DiffSynth-Studio Attention Map Visualization

I read the EliGen paper and I'm interested in the attention map visualization results in fig. 13. Which part of the attention map the results correspond to? And how to find the attention map correspond to a specific prompt?

Feb 28 '25 07:02 guaini

The visualization results are derived from the regional attention (RA) layer at the last double-stream transformer block, showing the first ten denoising timesteps. Refer to the source code, we temporally change the forward function of FluxJointAttention class of diffsynth/models/flux_dit.py, where selected = attention_map[:, :, 0:512, 1024:5120] is the code to find the first prompt; 0:512 refer to local prompt tokens, 1024:5120 refer to the lantent tokens. The full codes are:

    def forward(self, hidden_states_a, hidden_states_b, image_rotary_emb, attn_mask=None, ipadapter_kwargs_list=None, i=None):
        batch_size = hidden_states_a.shape[0]

        # Part A
        qkv_a = self.a_to_qkv(hidden_states_a)
        qkv_a = qkv_a.view(batch_size, -1, 3 * self.num_heads, self.head_dim).transpose(1, 2)
        q_a, k_a, v_a = qkv_a.chunk(3, dim=1)
        q_a, k_a = self.norm_q_a(q_a), self.norm_k_a(k_a)

        # Part B
        qkv_b = self.b_to_qkv(hidden_states_b)
        qkv_b = qkv_b.view(batch_size, -1, 3 * self.num_heads, self.head_dim).transpose(1, 2)
        q_b, k_b, v_b = qkv_b.chunk(3, dim=1)
        q_b, k_b = self.norm_q_b(q_b), self.norm_k_b(k_b)

        q = torch.concat([q_b, q_a], dim=2)
        k = torch.concat([k_b, k_a], dim=2)
        v = torch.concat([v_b, v_a], dim=2)
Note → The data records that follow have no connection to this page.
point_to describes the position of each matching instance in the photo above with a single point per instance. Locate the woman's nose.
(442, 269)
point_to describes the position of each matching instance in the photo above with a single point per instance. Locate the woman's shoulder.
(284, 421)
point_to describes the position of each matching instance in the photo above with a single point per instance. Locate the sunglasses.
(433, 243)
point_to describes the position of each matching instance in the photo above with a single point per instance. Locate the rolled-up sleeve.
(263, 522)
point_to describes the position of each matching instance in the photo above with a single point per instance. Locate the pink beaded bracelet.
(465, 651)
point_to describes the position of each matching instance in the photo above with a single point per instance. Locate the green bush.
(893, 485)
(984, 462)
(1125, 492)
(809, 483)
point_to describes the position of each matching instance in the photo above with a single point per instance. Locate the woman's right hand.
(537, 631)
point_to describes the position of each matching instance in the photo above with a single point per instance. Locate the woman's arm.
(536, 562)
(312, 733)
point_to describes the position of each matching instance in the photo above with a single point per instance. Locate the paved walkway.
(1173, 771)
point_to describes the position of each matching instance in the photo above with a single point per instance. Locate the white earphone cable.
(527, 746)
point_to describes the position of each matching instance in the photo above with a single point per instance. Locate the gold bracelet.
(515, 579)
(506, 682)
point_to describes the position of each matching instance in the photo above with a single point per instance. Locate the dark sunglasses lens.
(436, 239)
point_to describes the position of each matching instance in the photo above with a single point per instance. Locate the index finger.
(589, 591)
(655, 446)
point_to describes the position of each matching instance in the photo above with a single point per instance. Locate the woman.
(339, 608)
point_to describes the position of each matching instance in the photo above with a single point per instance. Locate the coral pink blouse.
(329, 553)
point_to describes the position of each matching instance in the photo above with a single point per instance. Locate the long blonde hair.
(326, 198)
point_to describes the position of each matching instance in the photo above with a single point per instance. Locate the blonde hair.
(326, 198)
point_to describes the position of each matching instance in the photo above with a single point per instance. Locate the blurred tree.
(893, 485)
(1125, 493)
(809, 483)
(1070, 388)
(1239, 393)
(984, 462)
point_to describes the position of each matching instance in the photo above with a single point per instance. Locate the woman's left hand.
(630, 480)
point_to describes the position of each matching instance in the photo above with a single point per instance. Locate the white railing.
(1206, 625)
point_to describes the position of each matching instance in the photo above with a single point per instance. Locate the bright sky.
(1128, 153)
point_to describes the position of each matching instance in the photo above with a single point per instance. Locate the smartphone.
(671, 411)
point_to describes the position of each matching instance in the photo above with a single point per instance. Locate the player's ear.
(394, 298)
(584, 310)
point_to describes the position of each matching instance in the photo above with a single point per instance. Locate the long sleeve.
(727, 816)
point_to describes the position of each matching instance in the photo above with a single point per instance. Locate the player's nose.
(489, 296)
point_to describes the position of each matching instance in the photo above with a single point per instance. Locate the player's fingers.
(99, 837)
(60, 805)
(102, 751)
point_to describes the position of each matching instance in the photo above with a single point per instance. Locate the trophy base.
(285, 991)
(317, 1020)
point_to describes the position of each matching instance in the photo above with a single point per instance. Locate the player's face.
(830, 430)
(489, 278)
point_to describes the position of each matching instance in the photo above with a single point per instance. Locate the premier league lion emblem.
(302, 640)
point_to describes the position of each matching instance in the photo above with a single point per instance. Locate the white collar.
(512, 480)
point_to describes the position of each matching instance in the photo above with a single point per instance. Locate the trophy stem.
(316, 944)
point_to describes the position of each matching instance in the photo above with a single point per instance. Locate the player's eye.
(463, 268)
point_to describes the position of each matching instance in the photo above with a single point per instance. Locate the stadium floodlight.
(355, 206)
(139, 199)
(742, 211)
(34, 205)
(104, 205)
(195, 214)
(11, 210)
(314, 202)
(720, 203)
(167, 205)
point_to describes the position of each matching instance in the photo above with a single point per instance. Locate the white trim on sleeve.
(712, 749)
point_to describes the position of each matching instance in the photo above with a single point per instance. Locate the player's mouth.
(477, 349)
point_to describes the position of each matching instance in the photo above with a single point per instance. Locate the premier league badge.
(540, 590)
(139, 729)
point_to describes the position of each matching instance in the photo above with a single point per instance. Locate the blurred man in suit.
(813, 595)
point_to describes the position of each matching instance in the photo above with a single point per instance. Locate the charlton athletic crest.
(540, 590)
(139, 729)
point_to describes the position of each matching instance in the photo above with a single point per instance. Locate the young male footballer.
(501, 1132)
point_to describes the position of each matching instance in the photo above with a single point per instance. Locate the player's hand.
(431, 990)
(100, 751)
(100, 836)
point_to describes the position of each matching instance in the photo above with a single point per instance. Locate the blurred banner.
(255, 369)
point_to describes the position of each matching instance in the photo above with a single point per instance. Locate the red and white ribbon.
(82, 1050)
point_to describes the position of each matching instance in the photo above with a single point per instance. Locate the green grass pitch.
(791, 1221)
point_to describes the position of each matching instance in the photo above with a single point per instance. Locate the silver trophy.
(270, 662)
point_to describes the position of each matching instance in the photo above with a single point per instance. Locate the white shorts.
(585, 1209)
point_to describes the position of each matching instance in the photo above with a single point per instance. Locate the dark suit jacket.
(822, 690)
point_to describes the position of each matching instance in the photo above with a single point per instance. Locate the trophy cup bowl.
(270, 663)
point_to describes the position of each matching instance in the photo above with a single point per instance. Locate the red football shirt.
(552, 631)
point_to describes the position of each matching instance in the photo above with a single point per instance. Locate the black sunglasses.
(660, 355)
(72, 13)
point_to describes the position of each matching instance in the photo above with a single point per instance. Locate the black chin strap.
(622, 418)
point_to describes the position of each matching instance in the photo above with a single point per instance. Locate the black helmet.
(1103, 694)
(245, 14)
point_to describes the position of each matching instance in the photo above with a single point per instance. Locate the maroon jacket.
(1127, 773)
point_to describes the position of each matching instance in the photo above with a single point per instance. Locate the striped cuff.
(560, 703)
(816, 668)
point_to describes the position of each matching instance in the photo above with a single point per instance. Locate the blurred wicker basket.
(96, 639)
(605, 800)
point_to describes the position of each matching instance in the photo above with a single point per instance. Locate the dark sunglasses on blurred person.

        q, k = self.apply_rope(q, k, image_rotary_emb)
        if attn_mask is not None and i is not None:
            def compute_attention_map(q, k, mask):
                d_k = q.size(-1)
                scores = torch.matmul(q, k.transpose(-2, -1))  # [1, 24, 5120, 5120]
                scores = scores / (d_k ** 0.5)
                attention_map = torch.nn.functional.softmax(scores, dim=-1)  # [1, 24, 5120, 5120]

                return attention_map
            attention_map = compute_attention_map(q, k, attn_mask)

            selected = attention_map[:, :, 0:512, 1024:5120]
            selected = selected[:,0,:,:].mean(dim=1)
            vis = rearrange(selected, "B (H W) -> B H W", H=64, W=64)
            vis_map = vis.float().squeeze(0).detach().cpu().numpy()
            vis_map_normalized = (vis_map - vis_map.min()) / (vis_map.max() - vis_map.min())
            import seaborn as sns
            import matplotlib.pyplot as plt
            plt.axis('off')
            sns.heatmap(vis_map_normalized, cmap="viridis", annot=False, fmt=".2f", cbar=False, square=True)
            import os
            os.makedirs('workdirs/paper_app/attention_nt', exist_ok=True)
            plt.savefig(f'workdirs/paper_app/attention_nt/attention_{i}.png', bbox_inches='tight', pad_inches=0, dpi=300)

        hidden_states = torch.nn.functional.scaled_dot_product_attention(q, k, v, attn_mask=attn_mask)
        hidden_states = hidden_states.transpose(1, 2).reshape(batch_size, -1, self.num_heads * self.head_dim)
        hidden_states = hidden_states.to(q.dtype)
        hidden_states_b, hidden_states_a = hidden_states[:, :hidden_states_b.shape[1]], hidden_states[:, hidden_states_b.shape[1]:]
        if ipadapter_kwargs_list is not None:
            hidden_states_a = interact_with_ipadapter(hidden_states_a, q_a, **ipadapter_kwargs_list)
        hidden_states_a = self.a_to_out(hidden_states_a)
        if self.only_out_a:
            return hidden_states_a
        else:
            hidden_states_b = self.b_to_out(hidden_states_b)
            return hidden_states_a, hidden_states_b

Feb 28 '25 08:02 mi804

@mi804 Thanks for your reply. I will try the code later.

Feb 28 '25 08:02 guaini

@mi804 selected = attention_map[:, :, 0:512, 1024:5120] selected = selected[:,0,:,:].mean(dim=1)

Feb 28 '25 11:02 guaini

How the above code shows the attention map correspond to the word person?

Feb 28 '25 11:02 guaini

In the implementation of Regional Attention, Local prompt tokens, global prompt tokens and latent tokens are concated together. So for the 5120 tokens, 0:512 are tokens from local prompt person, 512:1024 are tokens from global prompt a person standing by the river, and 1024:5120 are tokens of latent embeddings. so attention_map[:, :, 0:512, 1024:5120] means the attention map between person and latent embeddings

Feb 28 '25 11:02 mi804